17. A model efficiency optimizer, comprising:
a computer processor configured to perform a method for prediction refinement, the method comprising:
for each training domain-task prediction in a training domain-task prediction sequence:
computing a training non-conformity score based on a domain-task target and the training domain-task prediction;
computing a training probability (p)-value based on the training non-conformity score and a calibrating non-conformity score sequence;
computing a training confidence interval based on the training p-value;
computing a training confidence measure based on the training confidence interval;
computing a training resource allocation based on the training confidence measure;
selecting a training parallelism strategy based on the training resource allocation and at least one task characteristic; and
processing, given the training resource allocation and in accordance with the training parallelism strategy, a domain-task input sequence segment to produce a refined training domain-task prediction.

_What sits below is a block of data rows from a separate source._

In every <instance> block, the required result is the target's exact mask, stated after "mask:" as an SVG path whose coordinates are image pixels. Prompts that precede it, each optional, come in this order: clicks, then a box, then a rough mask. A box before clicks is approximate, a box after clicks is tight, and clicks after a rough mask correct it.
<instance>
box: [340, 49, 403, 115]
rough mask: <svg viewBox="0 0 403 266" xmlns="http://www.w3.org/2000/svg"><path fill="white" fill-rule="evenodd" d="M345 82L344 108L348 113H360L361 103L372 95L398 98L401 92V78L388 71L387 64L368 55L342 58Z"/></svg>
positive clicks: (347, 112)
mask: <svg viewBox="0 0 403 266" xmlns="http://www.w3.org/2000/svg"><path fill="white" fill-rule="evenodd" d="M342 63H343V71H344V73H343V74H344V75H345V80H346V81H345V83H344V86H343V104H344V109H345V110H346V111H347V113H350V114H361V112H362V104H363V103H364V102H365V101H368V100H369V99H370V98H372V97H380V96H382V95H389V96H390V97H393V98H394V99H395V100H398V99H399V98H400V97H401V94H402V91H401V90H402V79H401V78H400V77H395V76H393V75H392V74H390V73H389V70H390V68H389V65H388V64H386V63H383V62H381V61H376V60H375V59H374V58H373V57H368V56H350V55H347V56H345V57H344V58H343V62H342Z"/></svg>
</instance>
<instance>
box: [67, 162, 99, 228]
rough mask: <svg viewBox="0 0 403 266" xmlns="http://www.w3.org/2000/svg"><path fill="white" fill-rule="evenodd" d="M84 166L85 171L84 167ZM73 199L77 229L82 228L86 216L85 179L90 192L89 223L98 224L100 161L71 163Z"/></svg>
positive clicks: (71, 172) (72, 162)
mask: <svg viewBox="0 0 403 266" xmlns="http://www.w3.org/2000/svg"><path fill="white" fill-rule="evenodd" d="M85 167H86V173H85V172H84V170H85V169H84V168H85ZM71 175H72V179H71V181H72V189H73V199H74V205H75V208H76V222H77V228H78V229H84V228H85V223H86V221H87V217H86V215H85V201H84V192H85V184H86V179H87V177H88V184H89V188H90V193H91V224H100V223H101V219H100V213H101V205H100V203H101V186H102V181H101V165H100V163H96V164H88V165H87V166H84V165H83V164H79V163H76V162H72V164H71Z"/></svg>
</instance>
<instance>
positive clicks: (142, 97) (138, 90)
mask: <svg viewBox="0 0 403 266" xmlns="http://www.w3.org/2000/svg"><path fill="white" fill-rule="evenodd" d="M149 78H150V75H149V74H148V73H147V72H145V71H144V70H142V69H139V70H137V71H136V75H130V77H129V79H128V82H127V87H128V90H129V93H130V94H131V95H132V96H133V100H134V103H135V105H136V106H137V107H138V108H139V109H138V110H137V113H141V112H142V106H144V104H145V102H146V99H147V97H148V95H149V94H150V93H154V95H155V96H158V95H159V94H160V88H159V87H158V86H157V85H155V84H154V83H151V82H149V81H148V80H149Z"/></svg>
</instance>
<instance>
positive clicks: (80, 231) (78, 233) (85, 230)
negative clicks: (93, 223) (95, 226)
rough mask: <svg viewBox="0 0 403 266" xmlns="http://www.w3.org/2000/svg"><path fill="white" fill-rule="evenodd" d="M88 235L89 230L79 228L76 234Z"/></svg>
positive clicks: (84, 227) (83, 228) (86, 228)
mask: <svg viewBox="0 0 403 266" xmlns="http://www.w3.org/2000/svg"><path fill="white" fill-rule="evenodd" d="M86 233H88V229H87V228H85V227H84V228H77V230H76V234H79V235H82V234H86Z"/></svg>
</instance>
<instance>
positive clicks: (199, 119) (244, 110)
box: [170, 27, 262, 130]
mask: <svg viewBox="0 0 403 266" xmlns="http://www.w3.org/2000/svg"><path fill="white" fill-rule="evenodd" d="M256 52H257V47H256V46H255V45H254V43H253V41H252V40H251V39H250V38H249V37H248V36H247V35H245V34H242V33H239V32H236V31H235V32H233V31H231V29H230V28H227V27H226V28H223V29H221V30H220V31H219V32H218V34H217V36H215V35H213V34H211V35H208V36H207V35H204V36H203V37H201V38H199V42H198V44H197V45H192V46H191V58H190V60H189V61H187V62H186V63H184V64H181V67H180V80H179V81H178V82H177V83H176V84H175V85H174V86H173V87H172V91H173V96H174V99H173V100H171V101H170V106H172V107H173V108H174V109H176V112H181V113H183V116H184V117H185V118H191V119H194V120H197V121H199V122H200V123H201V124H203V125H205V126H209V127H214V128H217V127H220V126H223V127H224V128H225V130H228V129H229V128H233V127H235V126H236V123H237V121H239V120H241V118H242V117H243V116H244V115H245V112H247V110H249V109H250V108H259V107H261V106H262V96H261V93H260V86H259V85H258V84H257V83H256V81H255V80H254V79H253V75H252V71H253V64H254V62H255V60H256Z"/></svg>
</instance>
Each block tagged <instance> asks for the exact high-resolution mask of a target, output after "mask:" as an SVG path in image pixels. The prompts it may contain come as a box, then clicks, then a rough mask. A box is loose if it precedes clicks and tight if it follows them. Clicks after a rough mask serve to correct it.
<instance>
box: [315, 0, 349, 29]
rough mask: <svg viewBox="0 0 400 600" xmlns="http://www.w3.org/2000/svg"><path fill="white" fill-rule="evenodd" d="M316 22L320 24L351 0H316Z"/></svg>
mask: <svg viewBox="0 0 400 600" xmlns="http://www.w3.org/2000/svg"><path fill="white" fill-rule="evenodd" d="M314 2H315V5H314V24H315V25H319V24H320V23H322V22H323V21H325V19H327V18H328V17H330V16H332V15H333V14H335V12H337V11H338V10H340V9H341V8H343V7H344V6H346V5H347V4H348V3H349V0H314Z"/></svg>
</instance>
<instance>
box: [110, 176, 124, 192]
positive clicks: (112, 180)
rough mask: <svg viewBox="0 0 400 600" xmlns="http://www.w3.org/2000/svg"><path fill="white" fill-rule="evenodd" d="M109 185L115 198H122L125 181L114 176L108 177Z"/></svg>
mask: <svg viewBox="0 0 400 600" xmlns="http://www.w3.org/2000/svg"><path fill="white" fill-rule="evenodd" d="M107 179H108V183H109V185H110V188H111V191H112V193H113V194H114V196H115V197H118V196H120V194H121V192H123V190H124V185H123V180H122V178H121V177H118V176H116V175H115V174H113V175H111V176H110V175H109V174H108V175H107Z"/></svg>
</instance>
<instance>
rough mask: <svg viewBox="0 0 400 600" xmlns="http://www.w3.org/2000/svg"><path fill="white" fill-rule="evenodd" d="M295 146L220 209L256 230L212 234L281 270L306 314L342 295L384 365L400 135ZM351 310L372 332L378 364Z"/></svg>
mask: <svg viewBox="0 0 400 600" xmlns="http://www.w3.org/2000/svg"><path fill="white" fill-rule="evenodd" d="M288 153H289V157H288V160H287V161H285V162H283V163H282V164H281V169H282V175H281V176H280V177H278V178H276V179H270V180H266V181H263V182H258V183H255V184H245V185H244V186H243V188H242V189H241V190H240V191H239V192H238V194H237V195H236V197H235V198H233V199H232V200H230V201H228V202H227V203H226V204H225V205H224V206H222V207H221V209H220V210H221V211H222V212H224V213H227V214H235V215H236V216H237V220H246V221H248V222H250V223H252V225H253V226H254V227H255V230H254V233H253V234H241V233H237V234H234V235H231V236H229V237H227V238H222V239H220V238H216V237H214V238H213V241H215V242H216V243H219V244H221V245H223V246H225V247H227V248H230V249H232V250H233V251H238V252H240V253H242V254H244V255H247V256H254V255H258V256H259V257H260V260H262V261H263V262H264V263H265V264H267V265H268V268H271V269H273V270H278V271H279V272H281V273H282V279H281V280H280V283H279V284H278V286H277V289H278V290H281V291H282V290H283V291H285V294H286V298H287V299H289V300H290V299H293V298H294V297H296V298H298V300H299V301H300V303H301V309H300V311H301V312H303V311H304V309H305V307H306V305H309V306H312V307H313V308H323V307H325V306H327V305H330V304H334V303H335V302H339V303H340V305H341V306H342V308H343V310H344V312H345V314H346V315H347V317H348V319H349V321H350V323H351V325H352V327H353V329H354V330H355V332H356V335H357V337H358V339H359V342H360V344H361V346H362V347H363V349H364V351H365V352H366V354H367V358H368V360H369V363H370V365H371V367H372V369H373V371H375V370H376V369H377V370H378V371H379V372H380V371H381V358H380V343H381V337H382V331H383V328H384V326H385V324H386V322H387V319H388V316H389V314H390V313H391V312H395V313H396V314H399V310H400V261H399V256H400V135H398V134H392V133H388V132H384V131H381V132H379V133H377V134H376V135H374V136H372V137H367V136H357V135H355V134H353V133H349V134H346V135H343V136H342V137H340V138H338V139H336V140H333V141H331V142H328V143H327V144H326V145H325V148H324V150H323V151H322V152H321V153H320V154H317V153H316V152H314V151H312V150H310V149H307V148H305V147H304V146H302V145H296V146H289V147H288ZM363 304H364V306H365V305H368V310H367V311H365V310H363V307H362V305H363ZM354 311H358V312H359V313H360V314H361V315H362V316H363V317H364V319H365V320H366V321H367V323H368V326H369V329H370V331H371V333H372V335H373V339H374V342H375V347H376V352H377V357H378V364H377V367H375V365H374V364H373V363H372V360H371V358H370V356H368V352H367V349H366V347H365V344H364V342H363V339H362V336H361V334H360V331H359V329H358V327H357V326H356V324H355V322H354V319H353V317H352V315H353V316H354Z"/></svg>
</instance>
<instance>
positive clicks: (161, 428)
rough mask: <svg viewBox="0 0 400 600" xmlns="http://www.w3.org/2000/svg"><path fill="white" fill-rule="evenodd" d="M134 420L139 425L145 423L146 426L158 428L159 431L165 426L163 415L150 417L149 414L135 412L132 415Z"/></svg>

18. The model efficiency optimizer of claim 17, further comprising:
accelerated compute resources operatively connected to the computer processor, wherein the training resource allocation comprises at least a subset of the accelerated compute resources.
19. The model efficiency optimizer of claim 17, further comprising:
a selective state space model configured to execute on the computer processor, wherein the domain-task input sequence segment is processed using the selective state space model.
20. The model efficiency optimizer of claim 17, further comprising:
a conformal prediction framework configured to execute on the computer processor, and to assess an uncertainty of the training domain-task prediction.